Reporting of Conflicts of Interest

Publishing of scientific literature has focused on self-reporting of financial, personal, and professional conflicts of interests. Scientific publishers have relied on self-reporting systems which are used almost universally. There have been conflict reporting standards suggested by the International Committee of Medical Journal Editors [22], but their utilization varies throughout biomedical journals and this is reliant upon an author’s understanding of what constitutes a conflict of interest. Multiple studies have shown large discrepancies between reported financial conflicts of interest and publicly disclosed financial ties between researchers and industrial sponsors [6, 7].

An example of one program which aims to prevent discrepancies when submitting research is the conflict-of-interest reporting system developed by The American Academy of Orthopedic Surgery (AAOS). AAOS developed an electronic disclosure program in 2007 and has established a comprehensive conflict-of-interest disclosure form which is mandatory for individuals involved in editorial or organization activities, as well as members submitting to the annual meeting or publishing in the Journal of the American Academy of Orthopedic Surgery. This model for centralization of conflicts of interest helps to streamline the conflict-of-interest reporting process and can prevent errors of omission. This system has been shown to have a large number of discrepancies when compared to the CMS Open Payments Database and other publicly available information [23, 24], and could be improved upon to further streamline the process of disclosure and increase disclosure accuracy.

Failure to disclose financial or personal conflicts of interest, even those that may not influence the results of scientific works overtly or occur intentionally, represents a breach of the trust between the public, scientific publishers, and researchers. There is a growing need for a more systematic approach to nonfinancial and financial conflict of interest to ensure that published work is as free of bias as possible [25]. In cases where human subjects have been injured or other controversies have occurred, including research being overturned by further investigations, there may be an assumption that the conflicts of interest which were not disclosed led to deficiencies in study design or reporting.

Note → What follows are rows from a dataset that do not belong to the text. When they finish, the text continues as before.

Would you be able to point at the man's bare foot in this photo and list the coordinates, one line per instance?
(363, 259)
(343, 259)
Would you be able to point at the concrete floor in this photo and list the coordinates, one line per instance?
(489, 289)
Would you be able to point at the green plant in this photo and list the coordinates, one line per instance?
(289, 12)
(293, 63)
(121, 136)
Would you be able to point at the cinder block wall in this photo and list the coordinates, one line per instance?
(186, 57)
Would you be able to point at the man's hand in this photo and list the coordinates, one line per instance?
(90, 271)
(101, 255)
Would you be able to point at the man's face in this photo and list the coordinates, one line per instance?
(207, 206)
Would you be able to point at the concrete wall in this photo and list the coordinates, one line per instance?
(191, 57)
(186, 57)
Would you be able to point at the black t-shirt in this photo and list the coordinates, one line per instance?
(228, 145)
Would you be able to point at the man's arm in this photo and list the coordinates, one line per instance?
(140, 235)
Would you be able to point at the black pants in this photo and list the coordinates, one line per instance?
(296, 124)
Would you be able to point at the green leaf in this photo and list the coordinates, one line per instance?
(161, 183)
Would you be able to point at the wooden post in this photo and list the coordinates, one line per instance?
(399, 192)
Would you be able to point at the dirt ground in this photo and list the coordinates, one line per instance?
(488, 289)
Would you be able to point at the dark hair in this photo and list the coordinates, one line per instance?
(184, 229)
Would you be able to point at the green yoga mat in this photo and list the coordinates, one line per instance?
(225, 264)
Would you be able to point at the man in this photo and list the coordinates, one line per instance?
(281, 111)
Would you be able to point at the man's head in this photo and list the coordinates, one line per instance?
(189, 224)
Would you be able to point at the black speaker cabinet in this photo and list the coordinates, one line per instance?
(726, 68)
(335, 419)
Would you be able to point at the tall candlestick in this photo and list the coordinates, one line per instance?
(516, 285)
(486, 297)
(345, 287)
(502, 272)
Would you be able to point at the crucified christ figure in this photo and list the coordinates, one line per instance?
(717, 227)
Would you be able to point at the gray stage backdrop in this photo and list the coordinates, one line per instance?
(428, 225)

Almost all US academic institutions require internal disclosure of financial and personal relationships which might constitute a conflict of interest due to federal regulations requiring this internal monitoring for grant funding. These comprehensive internal disclosures may also benefit from cross-referencing with publicly available databases, which could be further used to streamline reporting during publication. To our knowledge, this has not been implemented on a large scale at either academic institutions or in medical journals, both of which rely on self-reporting of all conflicts.

Fact Box

  • Scientific publishers predominantly rely on self-reporting systems for disclosing financial, personal, and professional conflicts of interest, leading to discrepancies between reported conflicts and publicly disclosed financial ties.

  • Programs like the conflict-of-interest reporting system by AAOS aim to streamline conflict-of-interest reporting but may still have significant discrepancies compared to publicly available databases, highlighting the need for improved accuracy and transparency.

  • There is a growing need for a systematic approach to both financial and nonfinancial conflicts of interest to ensure published work is free of bias, with potential benefits from cross-referencing internal disclosures with publicly available databases to enhance accuracy and streamline reporting.

Conclusions

Conflicts of interest arise when there are divergent interests in various stakeholders surrounding biomedical research. There is wide variation in the accuracy of self-reported financial disclosures in orthopedics which places public trust in orthopedic research at risk.